Ho sentito dire che la Chiesa vieta ai sacerdoti di portare la barba. Penso che sia una norma del Diritto Canonico ma i padri cappuccini ce l’hanno e anche alcuni sacerdoti diocesani la portano. Non è una violazione della disciplina ecclesiastica? Inoltre, ho letto alcuni brani di Dottori della Chiesa inneggianti alla bellezza della barba, fra cui Sant’Agostino che scrive: “la barba indica i giovani, gli strenui, le persone attive, gli uomini virili”. Così rimango doppiamente confuso. Ci dovrebbe essere una chiara legge ecclesiastica. Chiedo scusa per la mia domanda, che forse non è così importante per la nostra fede, ma potrebbe avere un impatto sulla vocazione dei giovani ai quali piace o non piace la barba! — P.B., Iringa, Tanzania

Innanzitutto, attualmente non sussiste alcuna legge canonica che proibisca ai sacerdoti di portare la barba, quindi il nostro lettore può stare tranquillo per quanto riguarda la legittimità della pratica.

Rispetto alle leggi locali invece ci sono alcuni ordini religiosi che raccomandano ai loro membri di radersi la barba o, al contrario, di farsi crescere la barba.

Ci sono inoltre alcune Chiese cattoliche di rito orientale, nelle quali per tradizione viene chiesto ai sacerdoti di portare la barba. Il Codice di Diritto Canonico del 1917 prescriveva ai chierici un taglio semplice dei capelli (can. 136.1 ), senza proibire in modo esplicito di portare la barba, ma molti vescovi applicarono la legge in modo restrittivo. Il Codice del 1983 stabilisce solo che i chierici devono portare “un abito ecclesiastico decoroso” e non dice nulla circa barba o capelli.

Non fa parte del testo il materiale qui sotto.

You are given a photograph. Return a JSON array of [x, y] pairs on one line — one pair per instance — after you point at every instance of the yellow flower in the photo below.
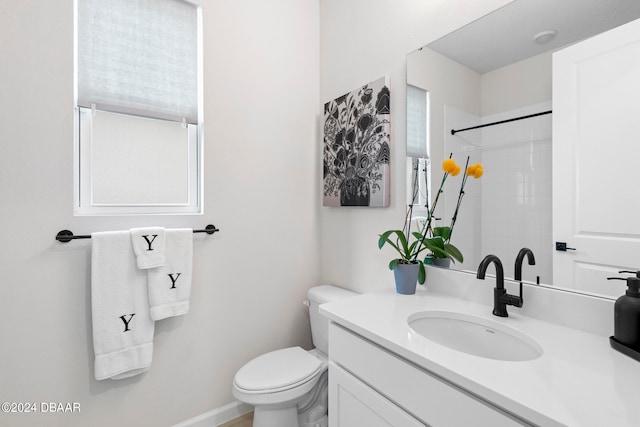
[[449, 166], [475, 171]]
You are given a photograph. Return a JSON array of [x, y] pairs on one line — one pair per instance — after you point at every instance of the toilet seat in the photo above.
[[278, 371]]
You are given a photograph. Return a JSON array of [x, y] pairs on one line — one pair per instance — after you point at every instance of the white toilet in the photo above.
[[288, 387]]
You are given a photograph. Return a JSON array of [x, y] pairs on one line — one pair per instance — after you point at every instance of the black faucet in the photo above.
[[500, 296], [519, 260]]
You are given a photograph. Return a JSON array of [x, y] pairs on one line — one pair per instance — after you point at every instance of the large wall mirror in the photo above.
[[496, 69]]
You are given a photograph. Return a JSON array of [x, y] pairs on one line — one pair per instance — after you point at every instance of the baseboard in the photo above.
[[217, 416]]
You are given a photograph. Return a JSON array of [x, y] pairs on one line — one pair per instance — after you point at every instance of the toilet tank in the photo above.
[[320, 324]]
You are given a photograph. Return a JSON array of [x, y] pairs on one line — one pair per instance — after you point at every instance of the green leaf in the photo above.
[[454, 252], [384, 238], [444, 232], [422, 275]]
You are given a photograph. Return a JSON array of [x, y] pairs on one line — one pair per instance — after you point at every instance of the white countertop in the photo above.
[[578, 381]]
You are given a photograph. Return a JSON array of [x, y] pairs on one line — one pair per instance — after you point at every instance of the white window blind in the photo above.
[[417, 122], [139, 57]]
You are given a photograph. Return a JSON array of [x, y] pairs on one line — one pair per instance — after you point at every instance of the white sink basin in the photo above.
[[474, 335]]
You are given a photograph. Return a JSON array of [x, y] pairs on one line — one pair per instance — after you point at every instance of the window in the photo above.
[[139, 107]]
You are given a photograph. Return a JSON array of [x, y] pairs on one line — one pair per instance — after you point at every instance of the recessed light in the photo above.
[[545, 36]]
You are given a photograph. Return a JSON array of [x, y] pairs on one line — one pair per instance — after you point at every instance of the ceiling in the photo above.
[[506, 35]]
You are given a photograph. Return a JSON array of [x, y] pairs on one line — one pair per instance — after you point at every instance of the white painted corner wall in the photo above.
[[261, 109]]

Mentre nel cristianesimo orientale i chierici portavano abitualmente la barba in segno di mascolinità e per altri motivi spirituali, nella Chiesa latina si sviluppò un’altra usanza. Una delle prime leggi in materia fu un decreto intorno all’anno 503 originario da Cartagine o dalla Francia meridionale. Il testo in questione proibì ai membri del clero di lasciar crescere liberamente barba e capelli. Non era quindi un divieto assoluto, ma condannava la loro lunghezza eccessiva. Forme di legislazione simile a questo decreto rimasero in vigore per tutto il Medioevo, talvolta persino sotto pena di scomunica. Qualche volta un chierico venne anche rasato con la forza per ordine dei suoi superiori.

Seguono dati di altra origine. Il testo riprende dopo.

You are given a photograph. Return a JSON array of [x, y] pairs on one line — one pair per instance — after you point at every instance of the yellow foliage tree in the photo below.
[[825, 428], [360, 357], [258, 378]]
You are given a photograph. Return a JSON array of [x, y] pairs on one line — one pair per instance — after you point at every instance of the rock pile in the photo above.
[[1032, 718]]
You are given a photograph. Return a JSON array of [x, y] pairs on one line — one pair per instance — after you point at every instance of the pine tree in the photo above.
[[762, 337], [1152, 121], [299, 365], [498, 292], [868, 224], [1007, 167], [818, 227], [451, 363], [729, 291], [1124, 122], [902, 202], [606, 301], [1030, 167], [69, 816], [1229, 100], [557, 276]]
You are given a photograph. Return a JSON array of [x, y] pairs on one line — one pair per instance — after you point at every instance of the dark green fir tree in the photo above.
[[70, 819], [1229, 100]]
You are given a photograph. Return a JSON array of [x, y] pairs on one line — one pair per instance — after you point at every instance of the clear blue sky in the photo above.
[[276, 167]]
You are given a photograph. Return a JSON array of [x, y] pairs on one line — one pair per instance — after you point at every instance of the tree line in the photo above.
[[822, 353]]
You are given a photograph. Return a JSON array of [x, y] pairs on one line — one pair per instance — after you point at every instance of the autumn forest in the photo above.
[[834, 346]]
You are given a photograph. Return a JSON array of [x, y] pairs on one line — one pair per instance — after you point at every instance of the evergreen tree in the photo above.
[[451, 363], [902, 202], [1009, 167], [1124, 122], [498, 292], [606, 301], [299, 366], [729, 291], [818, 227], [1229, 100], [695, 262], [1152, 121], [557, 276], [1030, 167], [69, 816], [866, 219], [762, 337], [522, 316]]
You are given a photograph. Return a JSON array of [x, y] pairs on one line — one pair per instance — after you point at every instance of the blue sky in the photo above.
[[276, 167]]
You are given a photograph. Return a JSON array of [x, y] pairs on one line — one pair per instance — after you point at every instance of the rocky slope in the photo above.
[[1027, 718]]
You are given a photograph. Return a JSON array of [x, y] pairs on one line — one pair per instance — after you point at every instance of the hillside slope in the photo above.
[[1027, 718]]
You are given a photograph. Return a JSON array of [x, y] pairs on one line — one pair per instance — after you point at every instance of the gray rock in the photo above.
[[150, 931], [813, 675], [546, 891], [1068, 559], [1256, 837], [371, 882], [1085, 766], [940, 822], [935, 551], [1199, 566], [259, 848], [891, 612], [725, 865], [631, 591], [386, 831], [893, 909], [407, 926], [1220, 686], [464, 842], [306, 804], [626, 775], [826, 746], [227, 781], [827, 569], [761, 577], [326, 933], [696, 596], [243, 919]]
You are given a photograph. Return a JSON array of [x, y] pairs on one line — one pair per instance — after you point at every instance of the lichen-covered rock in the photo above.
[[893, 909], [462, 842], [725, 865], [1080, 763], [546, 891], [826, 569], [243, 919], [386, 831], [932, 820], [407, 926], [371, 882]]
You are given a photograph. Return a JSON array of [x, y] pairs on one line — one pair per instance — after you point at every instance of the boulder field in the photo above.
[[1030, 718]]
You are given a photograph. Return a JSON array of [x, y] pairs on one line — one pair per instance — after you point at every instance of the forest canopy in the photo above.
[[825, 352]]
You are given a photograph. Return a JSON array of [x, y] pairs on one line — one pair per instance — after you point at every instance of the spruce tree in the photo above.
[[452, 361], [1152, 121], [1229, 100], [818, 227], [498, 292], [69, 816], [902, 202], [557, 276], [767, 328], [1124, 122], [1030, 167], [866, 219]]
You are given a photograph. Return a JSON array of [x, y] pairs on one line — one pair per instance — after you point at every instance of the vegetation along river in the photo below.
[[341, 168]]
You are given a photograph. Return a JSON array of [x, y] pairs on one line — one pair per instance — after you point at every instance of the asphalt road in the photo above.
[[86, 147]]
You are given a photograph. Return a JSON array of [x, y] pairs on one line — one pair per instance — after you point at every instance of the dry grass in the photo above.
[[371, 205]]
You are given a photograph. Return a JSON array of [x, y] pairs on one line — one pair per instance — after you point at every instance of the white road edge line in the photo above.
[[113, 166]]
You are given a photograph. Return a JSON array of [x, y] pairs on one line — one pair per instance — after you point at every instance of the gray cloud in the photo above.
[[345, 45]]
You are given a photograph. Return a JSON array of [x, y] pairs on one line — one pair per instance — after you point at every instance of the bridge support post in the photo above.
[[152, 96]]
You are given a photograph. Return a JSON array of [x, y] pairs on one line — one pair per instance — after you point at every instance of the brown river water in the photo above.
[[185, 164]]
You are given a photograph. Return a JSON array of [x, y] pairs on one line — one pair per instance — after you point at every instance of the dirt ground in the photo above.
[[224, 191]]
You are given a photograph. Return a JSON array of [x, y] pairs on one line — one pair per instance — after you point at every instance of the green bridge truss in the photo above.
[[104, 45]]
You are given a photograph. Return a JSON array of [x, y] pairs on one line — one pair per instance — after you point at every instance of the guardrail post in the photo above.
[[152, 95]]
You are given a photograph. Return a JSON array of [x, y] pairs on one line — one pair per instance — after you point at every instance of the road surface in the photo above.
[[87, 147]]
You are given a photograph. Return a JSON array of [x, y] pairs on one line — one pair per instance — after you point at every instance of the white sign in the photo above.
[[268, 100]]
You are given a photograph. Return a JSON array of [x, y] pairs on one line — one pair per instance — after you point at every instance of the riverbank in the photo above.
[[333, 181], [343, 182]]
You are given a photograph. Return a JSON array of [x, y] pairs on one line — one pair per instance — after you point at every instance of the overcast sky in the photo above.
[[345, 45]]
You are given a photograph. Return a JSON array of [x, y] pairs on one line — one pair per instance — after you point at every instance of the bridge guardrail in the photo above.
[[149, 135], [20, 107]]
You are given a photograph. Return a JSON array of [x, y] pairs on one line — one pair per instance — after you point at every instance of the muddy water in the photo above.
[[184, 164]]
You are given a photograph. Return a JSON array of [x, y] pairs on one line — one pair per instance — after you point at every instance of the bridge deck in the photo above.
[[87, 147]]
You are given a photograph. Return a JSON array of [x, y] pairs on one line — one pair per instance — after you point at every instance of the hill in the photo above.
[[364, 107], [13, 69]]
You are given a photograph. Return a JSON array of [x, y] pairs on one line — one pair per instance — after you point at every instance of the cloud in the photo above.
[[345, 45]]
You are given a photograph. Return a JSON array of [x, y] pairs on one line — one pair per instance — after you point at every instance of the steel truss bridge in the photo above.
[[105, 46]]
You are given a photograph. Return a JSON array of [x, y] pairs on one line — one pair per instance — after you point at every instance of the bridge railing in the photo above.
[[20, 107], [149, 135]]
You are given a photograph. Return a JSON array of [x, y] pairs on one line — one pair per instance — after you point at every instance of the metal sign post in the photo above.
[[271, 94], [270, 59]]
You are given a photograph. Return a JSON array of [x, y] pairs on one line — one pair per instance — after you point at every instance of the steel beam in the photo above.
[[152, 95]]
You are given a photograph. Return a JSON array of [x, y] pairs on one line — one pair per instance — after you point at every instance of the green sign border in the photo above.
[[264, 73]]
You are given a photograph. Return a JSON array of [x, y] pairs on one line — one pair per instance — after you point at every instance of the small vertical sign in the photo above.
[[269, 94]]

Tuttavia, l’espressione “coltivare la barba” (barbam nutrire), che veniva usata nella legge, lasciò qualche margine di interpretazione, e nei secoli XVI e XVII era considerata come compatibile con una barba corta e più tardi con la barba in sé.

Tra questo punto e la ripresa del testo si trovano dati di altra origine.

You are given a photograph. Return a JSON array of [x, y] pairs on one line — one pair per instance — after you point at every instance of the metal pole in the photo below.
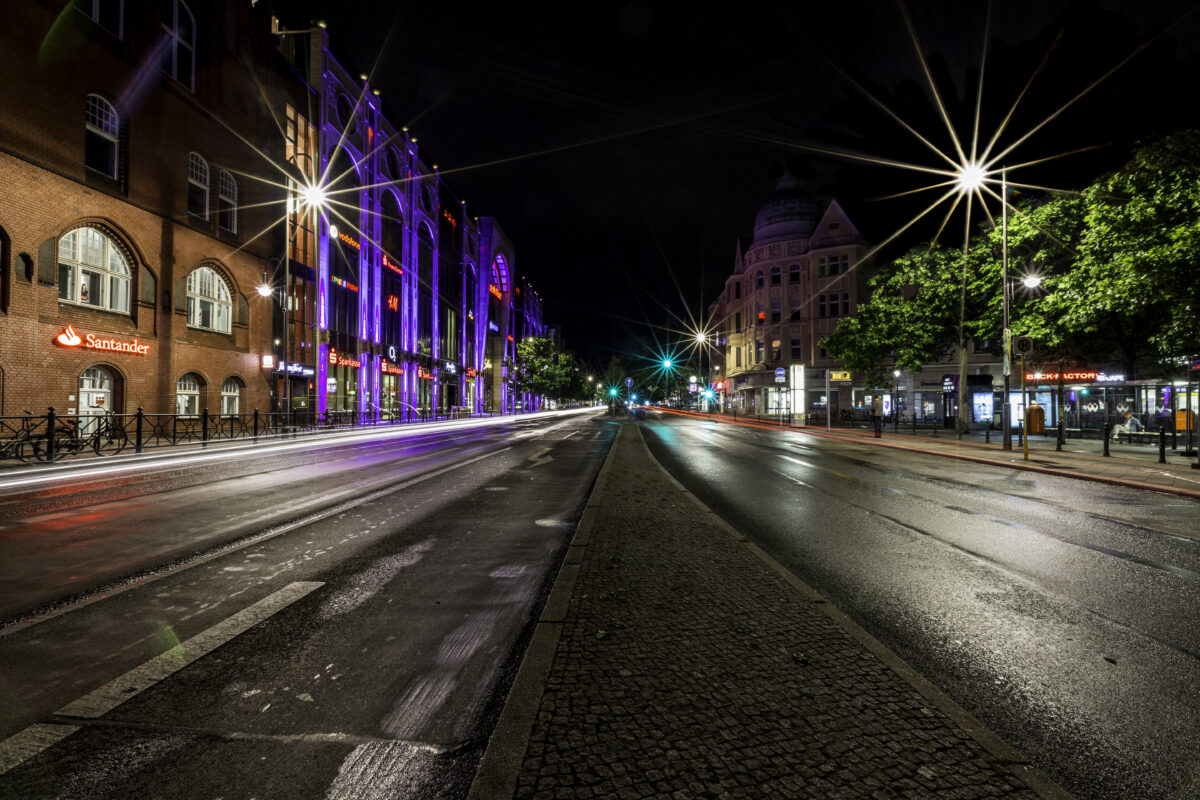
[[1025, 404], [1006, 409], [829, 410]]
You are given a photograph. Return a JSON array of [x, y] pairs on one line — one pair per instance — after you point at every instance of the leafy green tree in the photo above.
[[540, 368], [1134, 288]]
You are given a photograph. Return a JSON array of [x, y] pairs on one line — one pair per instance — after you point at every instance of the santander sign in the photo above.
[[69, 337]]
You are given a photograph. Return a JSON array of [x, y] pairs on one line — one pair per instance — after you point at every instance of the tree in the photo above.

Infatti, alcuni Papi e vescovi dell’epoca portarono la barba. Il primo fu papa Giulio II, che la portò temporaneamente in segno di lutto per la perdita di Bologna nel 1511-12. In seguito papa Clemente VII fece la stessa cosa, quando dovette rifugiarsi a Castel Sant’Angelo durante il sacco di Roma nel 1527 e che, a differenza di Giulio II, se la tenne per il resto della sua vita. Tutti i Papi successivi, fino alla fine del pontificato di Innocenzo XII, morto a Roma il 27 settembre 1700, ebbero la barba. Dopo di lui, non c’è stato più alcun Papa con la barba.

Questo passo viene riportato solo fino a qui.